Hi- I am applying for a CA sellers permit, and I'm a little confused about what to put as my business address and business landlord info.

I will be starting a clothing brand and I will not have any retail locations, I will be selling wholesale to retailers, should I leave this section blank or should I enter my home address info here?

I just don't want my landlord to have to pay any additional taxes because they think my house is a retail selling location.

Thanks!


----------



## Celtic (Feb 19, 2008)

You need to put your address in, but also state that you're wholesale only.
I'd also suggest going to the state's dept. of licensing website. I'm sure that they'll have some info for you too. 
You could call and just ask for information concerning this. Just a general inquiry call.
You wouldn't have to give your name or anything.


----------



## bfitted (Apr 30, 2010)

Yea I'm just going to go apply and ask them.

Does anyone in California who has a sellers permit, running a home based business have any more info on this?

Thanks for the help in advance!


----------



## gclarkson (Nov 12, 2009)

I run a home-based business in So Cal that is not related to the clothing industry, but I have had a decent amount of experience with seller's permits.

As far as your business address, they want the address that your business is physically located at - not a mailing address.

The landlord info is for your business if you are leasing actual business space in something like an industrial park.
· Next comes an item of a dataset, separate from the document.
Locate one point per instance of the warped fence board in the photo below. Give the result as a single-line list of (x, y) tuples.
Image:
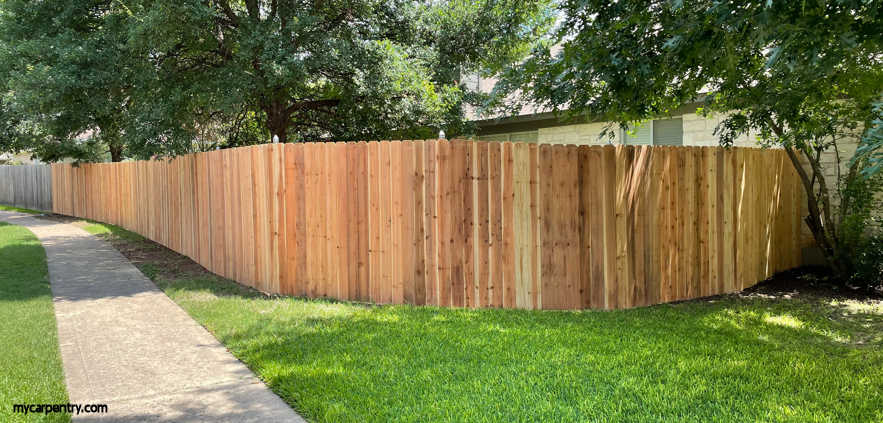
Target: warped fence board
[(461, 223), (26, 186)]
Leave that space blank and if they decide that they really have to have something, they will get in touch with you.

Also, if you are close to one of the BOE offices, I have always preferred to take the time to visit the office to register for my permits. This enables you to make sure that everything is correct before you would normally send it in, and you will normally leave with your permit in hand.

If you aren't sure where the offices are, visit: www.boe.ca.gov.


----------



## bfitted (Apr 30, 2010)

gclarkson said:


> I run a home-based business in So Cal that is not related to the clothing industry, but I have had a decent amount of experience with seller's permits.
> 
> As far as your business address, they want the address that your business is physically located at - not a mailing address.
> 
> ...


Thanks!

So I'm guessing I would just put in my home address as my business address and leave the landlord info blank. Is this correct?

I'm in socal too, and I will stop by an office to completed the application.


----------



## gclarkson (Nov 12, 2009)

Yes, bfitted. As long as your home is your place of business, that would be your business address. And I would leave the landlord info alone as you don't have one. 

Good luck on getting everything going!


----------